Introduction
How Prediction Markets Work
A simple explanation of how users trade outcomes and how market prices represent probabilities of future events.
How Prediction Markets Work
Prediction markets allow participants to trade on the outcomes of future events. Instead of simply predicting an answer, users buy or sell market outcomes that represent different possible results.
Market prices reflect the collective expectations of participants. As users trade outcomes based on their beliefs, prices adjust to represent the probability of each event occurring.
Through this mechanism, prediction markets transform trading activity into forecasts about future events.
Market Questions
Each prediction market begins with a clearly defined question about a future event.
Examples of market questions may include
• Will Bitcoin exceed $100,000 by the end of 2026?
• Will Ethereum ETF approval occur this year?
• Which team will win the next World Cup?
These questions define the event that participants will trade on.
Market Outcomes
Every market contains possible outcomes that participants can trade.
Common outcomes may include
• YES / NO outcomes for binary markets
• multiple outcomes for categorical markets
• numerical ranges for scalar markets
Participants choose the outcome they believe is most likely to occur.
Price and Probability
In prediction markets, prices represent probabilities.
For example
• YES price = 0.65
• NO price = 0.35
This means the market estimates a 65% probability that the event will occur.

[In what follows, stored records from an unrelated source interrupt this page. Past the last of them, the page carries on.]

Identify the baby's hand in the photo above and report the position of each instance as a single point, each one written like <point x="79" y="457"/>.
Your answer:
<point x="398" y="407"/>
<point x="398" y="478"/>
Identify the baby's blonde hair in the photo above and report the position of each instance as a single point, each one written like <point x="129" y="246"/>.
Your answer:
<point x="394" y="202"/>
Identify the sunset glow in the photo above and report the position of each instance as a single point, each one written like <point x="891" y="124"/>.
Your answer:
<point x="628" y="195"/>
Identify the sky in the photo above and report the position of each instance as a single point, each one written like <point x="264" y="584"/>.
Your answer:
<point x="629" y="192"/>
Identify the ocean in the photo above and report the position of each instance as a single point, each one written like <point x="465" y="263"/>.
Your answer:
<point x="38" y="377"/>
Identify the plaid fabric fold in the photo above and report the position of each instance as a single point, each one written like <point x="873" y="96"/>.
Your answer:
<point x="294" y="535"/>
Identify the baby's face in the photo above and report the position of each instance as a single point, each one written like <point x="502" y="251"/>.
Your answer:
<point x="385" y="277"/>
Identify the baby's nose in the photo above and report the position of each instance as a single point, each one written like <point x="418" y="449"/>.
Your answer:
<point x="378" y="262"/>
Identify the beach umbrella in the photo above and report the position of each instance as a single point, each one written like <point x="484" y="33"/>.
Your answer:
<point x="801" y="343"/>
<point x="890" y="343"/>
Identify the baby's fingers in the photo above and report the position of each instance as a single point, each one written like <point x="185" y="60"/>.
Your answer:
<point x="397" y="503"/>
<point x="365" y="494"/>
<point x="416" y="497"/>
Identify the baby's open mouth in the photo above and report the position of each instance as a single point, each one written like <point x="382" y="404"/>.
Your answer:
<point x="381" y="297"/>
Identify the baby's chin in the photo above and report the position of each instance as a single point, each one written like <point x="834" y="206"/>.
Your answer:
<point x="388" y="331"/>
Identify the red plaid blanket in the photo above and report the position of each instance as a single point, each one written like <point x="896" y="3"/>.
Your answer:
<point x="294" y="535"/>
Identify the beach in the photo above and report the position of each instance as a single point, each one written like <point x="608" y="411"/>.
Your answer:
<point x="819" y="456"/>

As traders buy or sell outcomes, prices update continuously to reflect new information and changing expectations.
Trading Activity
Participants interact with markets by buying or selling outcomes.
Traders may
• buy outcomes they believe are undervalued
• sell outcomes they believe are overvalued
• adjust positions as new information becomes available
• trade across multiple markets
This trading activity allows markets to aggregate information from many participants.
Market Resolution
When the event occurs, the market is resolved.
During resolution
• the final outcome of the event is verified
• the correct outcome is confirmed
• the market is closed
Once the outcome is finalized, the market lifecycle is complete.